Invece decide che no, non è ora di finirla. Decide che non si può lasciare quel mondo con la morte nel cuore. Prende parte alla corsa e corre a modo suo: non bada a tattiche e strategie, attacca su ogni salita, si si toglie di dosso gli avversari uno dopo l’altro, e come niente si ritrova in testa da solo. Taglia il traguardo in lacrime, si copre il volto con le mani, singhiozza; e con la smorfia del pianto alza le braccia al cielo indicando il fratello scomparso. Eccola. Ecco l’immagine da consegnare alla storia: l’uomo più forte del mondo che domina l’ultima corsa e vince piangendo la morte del fratello. L’eroe e l’uomo. La leggenda e la vita reale. Fine.

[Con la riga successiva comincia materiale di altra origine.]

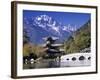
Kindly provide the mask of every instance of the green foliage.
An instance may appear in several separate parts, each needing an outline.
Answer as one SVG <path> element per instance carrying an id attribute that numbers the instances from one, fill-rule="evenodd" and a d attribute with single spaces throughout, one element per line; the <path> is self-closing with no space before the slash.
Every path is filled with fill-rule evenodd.
<path id="1" fill-rule="evenodd" d="M 88 48 L 91 45 L 91 25 L 90 21 L 84 24 L 80 29 L 78 29 L 73 37 L 69 37 L 64 43 L 64 49 L 66 54 L 77 53 L 82 49 Z"/>

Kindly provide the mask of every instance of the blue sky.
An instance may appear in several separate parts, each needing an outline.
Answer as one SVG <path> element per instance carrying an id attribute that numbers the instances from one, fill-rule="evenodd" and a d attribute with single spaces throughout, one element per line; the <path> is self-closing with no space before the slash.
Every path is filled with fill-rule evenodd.
<path id="1" fill-rule="evenodd" d="M 52 17 L 57 22 L 60 22 L 63 25 L 71 24 L 76 25 L 77 27 L 82 26 L 89 19 L 91 19 L 91 14 L 89 13 L 23 10 L 23 18 L 31 18 L 44 14 Z"/>

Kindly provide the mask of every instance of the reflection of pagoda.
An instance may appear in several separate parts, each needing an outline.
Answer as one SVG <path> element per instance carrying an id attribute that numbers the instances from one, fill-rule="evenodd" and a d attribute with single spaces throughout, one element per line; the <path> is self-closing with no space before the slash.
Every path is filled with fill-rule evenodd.
<path id="1" fill-rule="evenodd" d="M 62 52 L 59 50 L 59 47 L 62 46 L 62 44 L 55 44 L 55 41 L 57 40 L 57 38 L 53 38 L 53 37 L 48 37 L 46 38 L 46 44 L 45 44 L 45 48 L 47 48 L 46 53 L 48 55 L 48 58 L 57 58 L 62 55 Z"/>

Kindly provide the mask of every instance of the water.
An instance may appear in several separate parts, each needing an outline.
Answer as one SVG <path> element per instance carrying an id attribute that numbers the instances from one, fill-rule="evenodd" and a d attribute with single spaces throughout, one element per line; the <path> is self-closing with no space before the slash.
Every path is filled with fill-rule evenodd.
<path id="1" fill-rule="evenodd" d="M 85 60 L 54 60 L 54 59 L 48 59 L 48 60 L 41 60 L 37 63 L 33 64 L 24 64 L 24 69 L 36 69 L 36 68 L 58 68 L 58 67 L 82 67 L 82 66 L 90 66 L 91 60 L 85 59 Z"/>

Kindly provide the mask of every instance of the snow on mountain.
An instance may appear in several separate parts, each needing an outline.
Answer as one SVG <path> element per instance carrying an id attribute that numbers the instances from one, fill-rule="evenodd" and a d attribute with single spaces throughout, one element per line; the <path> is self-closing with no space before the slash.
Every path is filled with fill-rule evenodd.
<path id="1" fill-rule="evenodd" d="M 76 31 L 75 26 L 73 27 L 70 24 L 67 26 L 61 25 L 61 22 L 57 22 L 48 15 L 24 18 L 24 28 L 27 28 L 31 41 L 35 43 L 42 43 L 41 39 L 46 36 L 59 37 L 60 41 L 62 41 Z"/>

Sabato scorso però, subito dopo la gara, è successa una cosa strana: noi eravamo tutti lì, estasiati e commossi, davanti alle lacrime di un uomo che dalla cima dell’Olimpo era stato scaraventato giù a fare i conti con la vita reale, nuda, cruda e cattiva; un uomo che sceso vittorioso dalla bici correva ad abbracciare il nipote, quel ragazzino di undici anni che aveva appena perso il padre. E a chi serviva altro se non quel gesto, quell’impresa, quel volto? Che altro serviva a tutti noi per sentirci vicini a quell’uomo? È che quando il cronista gli ha messo quel microfono davanti ci è sembrato che si rompesse un incantesimo, quell’intimità discreta che si era creata tra noi e lui: non appena, cioè, l’inviato della televisione ha iniziato ad incalzarlo, a chiedergli di spiegare quello che era già palese per tutti, di commentare quei gesti e quelle sensazioni; a pretendere da un uomo che si è appena sciroppato 200 chilometri di spiegare in 15 secondi il groviglio di emozioni che gli si agitava nel cuore. Bettini parla, spiega, sorride, dedica; ma tra noi e lui c’è quel microfono, quelle parole belle, bellissime, ma superflue. E d’un tratto abbiamo sentito uno schermo tra noi e lui, ci siamo sentiti più distanti. È che eravamo appena entrati nel paradosso dei reality, dove più i microfoni e le telecamere si avvicinano, meno la realtà sembra autentica, e tanto più a fondo le telecamere scrutano, quanto più cresce la distanza tra noi e loro.
Il bello delle storie è che accadono. Il bello delle storie è raccontarle, certo. Ma certe storie si raccontano da sole.